If you get frustrated over auditors’ reviews of your claims, you aren’t alone. A caller to CMS’s Jan. 7 Open Door Forum questioned whether CMS is just performing fishing expeditions, finding practices guilty until proven innocent—and one CMS official explained why.
“Observation management codes, if they’reless than eight hours, they don’t count,” the caller said. Auditors, however, have no idea about whether submitted observation care codes reflect services performed for less than eight hours or not until they receive the practices’ paperwork. “We always give the information and it’s always legitimate and they keep asking for it, and it’s a real hassle to keep getting this information,” the caller said. “They just keep fishing for it…is that okay? Is that why we’re doing that? I thought we were just looking for the bad actors.”
“We are looking for the bad actors,” responded CMS’s William Rogers, MD, who acknowledged that as a physician he always wishes it were easier to submit information when auditors request it, but as a CMS official, “to see the amount of erroneous and fraudulent billing going on, it’s just unbelievable.”

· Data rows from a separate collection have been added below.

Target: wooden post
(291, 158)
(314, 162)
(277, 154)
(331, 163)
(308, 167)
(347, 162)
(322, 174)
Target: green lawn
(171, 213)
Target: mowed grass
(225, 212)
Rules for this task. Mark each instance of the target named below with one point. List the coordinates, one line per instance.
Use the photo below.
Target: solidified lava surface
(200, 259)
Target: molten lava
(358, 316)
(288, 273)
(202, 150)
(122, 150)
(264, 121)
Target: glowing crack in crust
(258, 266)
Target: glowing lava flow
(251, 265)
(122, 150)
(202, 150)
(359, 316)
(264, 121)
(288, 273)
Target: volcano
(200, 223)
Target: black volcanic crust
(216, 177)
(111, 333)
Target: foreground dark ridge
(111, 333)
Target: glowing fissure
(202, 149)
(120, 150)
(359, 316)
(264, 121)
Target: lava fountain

“Unfortunately, we can use the types of technique that credit card companies use to look for aberrant patterns, and that’s helpful,” Rogers said. “But to a certain extent some of it just has to be brute force asking for information and looking for problems that don’t pop up when we look at billing aberrancies and it is a huge hassle for you, but like all rules, if everyone was honest we wouldn’t need these rules and our lives would be much simpler.”
“Unfortunately,” Rogers added, “there are a whole lot of people who are either not reading the instructions or are intentionally defrauding the taxpayer and we are held responsible for those payments,” he said. “Of course there is a cost to the taxpayer so we don’t want to do it excessively.” So CMS must stick to a balance, which can be frustrating for practices but is a necessary evil.